Sector 17
Exhibition at the Wedge Gallery, Lichfield
Sector 17 is a vibrant urban district of the city of Chandigarh in Northern India. Its streets teem with life. The pavements are full of street vendors selling everything from food to improvised souvenirs. Shops and offices are in abundance, flanked by legal offices, warehouses and invitingly ornate restaurants. The rich and poor walk shoulder to shoulder, a marked and at times shocking contrast that is only underlined by the presence of luxury western retailers. Framing it all is concrete, dust and heat. European Modernism provides the blueprint for the architecture and it is implemented on a truly massive scale. The roads are, frankly, chaotic. Cyclists go head to head with lorries and even pedestrians in a constant battle for room. Lorries bear the hand-painted logo ‘horn please’ and everyone obliges – about once every other second. Everywhere people smile, a very particular beaming, Indian smile. To me it came to mean a contentment with life amidst the hustle and bustle, the daily routine of work and making a living. Indian people have an overt connectedness with life that I haven’t experienced elsewhere. Perhaps a product of their spirituality, another abundant characteristic.
I had the opportunity to photograph Sector 17 in May of this year. My trip lasted for three intense days give or take, at least in terms of time behind the camera. I have been interested in street photography since the late nineteen nineties, at which time I near obsessively photographed Birmingham, Paris and London, after completing my Masters Degree in the Social History of Art. The body of work you see before you was only loosely conceived as such, and not as an exhibition. I had decided to follow my instincts given the opportunity, and it was only later on surveying the work and receiving encouragement from my colleagues at work that I decided to mount a show (I am a lecturer in Photography). I think that some distinct themes have emerged, together with that more intangible aspect of the photographer’s particular aesthetic vision and tendencies. I was interested in people at work, aspects of the architecture, the beating heart of the area that is transportation, and small, insistent details that speak of the ingenuity and life of the people of the area. It would be disingenuous of me not to also say that I was a tourist and that too inevitably colours the work.

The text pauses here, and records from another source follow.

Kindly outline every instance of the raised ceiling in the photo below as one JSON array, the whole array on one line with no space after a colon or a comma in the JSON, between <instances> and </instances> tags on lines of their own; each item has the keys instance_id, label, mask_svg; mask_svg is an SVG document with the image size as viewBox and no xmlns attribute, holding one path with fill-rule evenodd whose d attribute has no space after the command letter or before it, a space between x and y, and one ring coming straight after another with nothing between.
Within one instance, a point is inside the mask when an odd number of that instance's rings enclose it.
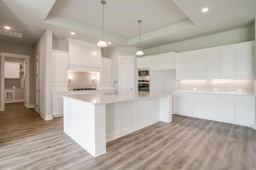
<instances>
[{"instance_id":1,"label":"raised ceiling","mask_svg":"<svg viewBox=\"0 0 256 170\"><path fill-rule=\"evenodd\" d=\"M24 34L1 35L1 42L34 47L47 29L54 38L67 37L96 44L101 39L100 0L0 0L1 29ZM104 47L147 49L254 24L256 0L106 0ZM202 13L204 7L210 8ZM74 32L74 35L70 33Z\"/></svg>"}]
</instances>

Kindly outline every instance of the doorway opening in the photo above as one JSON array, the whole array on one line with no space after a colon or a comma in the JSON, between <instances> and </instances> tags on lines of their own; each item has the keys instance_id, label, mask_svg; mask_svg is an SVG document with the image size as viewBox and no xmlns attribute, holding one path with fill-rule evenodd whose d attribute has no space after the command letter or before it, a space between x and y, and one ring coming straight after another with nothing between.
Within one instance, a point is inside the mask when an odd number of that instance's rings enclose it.
<instances>
[{"instance_id":1,"label":"doorway opening","mask_svg":"<svg viewBox=\"0 0 256 170\"><path fill-rule=\"evenodd\" d=\"M21 82L20 86L22 87L23 89L22 91L23 93L22 94L19 94L20 95L23 96L23 99L22 101L24 102L24 106L26 108L32 108L33 105L29 105L29 68L30 68L30 56L29 55L18 55L16 54L8 53L1 53L1 90L0 94L1 94L1 98L0 98L0 111L3 111L4 110L4 103L5 100L5 62L10 61L10 59L20 59L23 62L23 66L21 67L22 69L20 70L19 76L22 77L22 82ZM11 83L12 83L11 82ZM20 87L20 88L21 87ZM16 87L13 87L13 89L15 89ZM10 89L8 89L10 90ZM6 90L5 90L6 91ZM8 90L7 90L8 91ZM10 90L9 90L10 91ZM13 90L12 90L13 91ZM7 92L6 93L6 100L7 94L8 94L8 100L12 98L14 98L14 93L13 92ZM16 95L18 94L19 92L16 93ZM12 98L12 99L13 99ZM16 102L20 102L16 101ZM15 101L14 101L15 102Z\"/></svg>"}]
</instances>

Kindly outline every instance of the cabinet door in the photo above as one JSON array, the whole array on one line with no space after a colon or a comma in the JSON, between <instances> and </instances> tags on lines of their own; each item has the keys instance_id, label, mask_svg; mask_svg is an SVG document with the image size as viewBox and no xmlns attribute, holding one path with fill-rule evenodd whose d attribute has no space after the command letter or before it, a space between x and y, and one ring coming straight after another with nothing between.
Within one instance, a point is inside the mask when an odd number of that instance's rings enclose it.
<instances>
[{"instance_id":1,"label":"cabinet door","mask_svg":"<svg viewBox=\"0 0 256 170\"><path fill-rule=\"evenodd\" d=\"M161 57L160 56L152 56L152 70L159 70L161 69Z\"/></svg>"},{"instance_id":2,"label":"cabinet door","mask_svg":"<svg viewBox=\"0 0 256 170\"><path fill-rule=\"evenodd\" d=\"M196 54L186 55L186 79L196 79Z\"/></svg>"},{"instance_id":3,"label":"cabinet door","mask_svg":"<svg viewBox=\"0 0 256 170\"><path fill-rule=\"evenodd\" d=\"M207 79L207 53L196 54L196 76L198 79Z\"/></svg>"},{"instance_id":4,"label":"cabinet door","mask_svg":"<svg viewBox=\"0 0 256 170\"><path fill-rule=\"evenodd\" d=\"M205 100L193 99L193 115L202 117L205 117Z\"/></svg>"},{"instance_id":5,"label":"cabinet door","mask_svg":"<svg viewBox=\"0 0 256 170\"><path fill-rule=\"evenodd\" d=\"M206 100L205 103L205 117L209 118L219 118L219 101Z\"/></svg>"},{"instance_id":6,"label":"cabinet door","mask_svg":"<svg viewBox=\"0 0 256 170\"><path fill-rule=\"evenodd\" d=\"M175 69L172 55L168 54L161 56L161 68L162 70Z\"/></svg>"},{"instance_id":7,"label":"cabinet door","mask_svg":"<svg viewBox=\"0 0 256 170\"><path fill-rule=\"evenodd\" d=\"M220 119L230 121L235 121L234 102L220 102Z\"/></svg>"},{"instance_id":8,"label":"cabinet door","mask_svg":"<svg viewBox=\"0 0 256 170\"><path fill-rule=\"evenodd\" d=\"M252 124L253 106L252 103L236 102L235 110L236 122Z\"/></svg>"},{"instance_id":9,"label":"cabinet door","mask_svg":"<svg viewBox=\"0 0 256 170\"><path fill-rule=\"evenodd\" d=\"M220 78L220 51L207 52L207 77L208 79Z\"/></svg>"},{"instance_id":10,"label":"cabinet door","mask_svg":"<svg viewBox=\"0 0 256 170\"><path fill-rule=\"evenodd\" d=\"M182 113L187 115L193 114L193 99L182 98Z\"/></svg>"},{"instance_id":11,"label":"cabinet door","mask_svg":"<svg viewBox=\"0 0 256 170\"><path fill-rule=\"evenodd\" d=\"M252 45L236 48L236 78L253 78L252 50Z\"/></svg>"},{"instance_id":12,"label":"cabinet door","mask_svg":"<svg viewBox=\"0 0 256 170\"><path fill-rule=\"evenodd\" d=\"M176 80L185 80L186 74L186 57L185 55L176 56ZM152 61L153 64L153 60Z\"/></svg>"},{"instance_id":13,"label":"cabinet door","mask_svg":"<svg viewBox=\"0 0 256 170\"><path fill-rule=\"evenodd\" d=\"M222 78L236 77L236 49L221 50L221 77Z\"/></svg>"},{"instance_id":14,"label":"cabinet door","mask_svg":"<svg viewBox=\"0 0 256 170\"><path fill-rule=\"evenodd\" d=\"M4 64L4 78L11 78L11 64Z\"/></svg>"},{"instance_id":15,"label":"cabinet door","mask_svg":"<svg viewBox=\"0 0 256 170\"><path fill-rule=\"evenodd\" d=\"M144 68L143 59L137 58L137 68Z\"/></svg>"}]
</instances>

The work was made using a 35mm film rangefinder camera and a digital compact. Both are small, light and unobtrusive – ideal for work on the street. For the film rangefinder I worked with two prime lenses, choosing one before spending time shooting with it. This I believe helps me to envisage my framing before raising the camera to my eye, an asset on the street where everything happens so quickly. I have made a conscious decision to keep my prints small, in keeping with the small formats used and in order to preserve detail and that ‘photographic’ quality I enjoy. I find myself interested not only in photography’s ability to record what the photographer wants it to, but in all the details, surprises and chance juxtapositions that a photograph can serve up. I think the most successful pieces have that certain excess of detail, being ‘unresolved’ and lending themselves to repeated viewings. Processing - preparing the images for print using software - is correspondingly gentle and hopefully unobtrusive.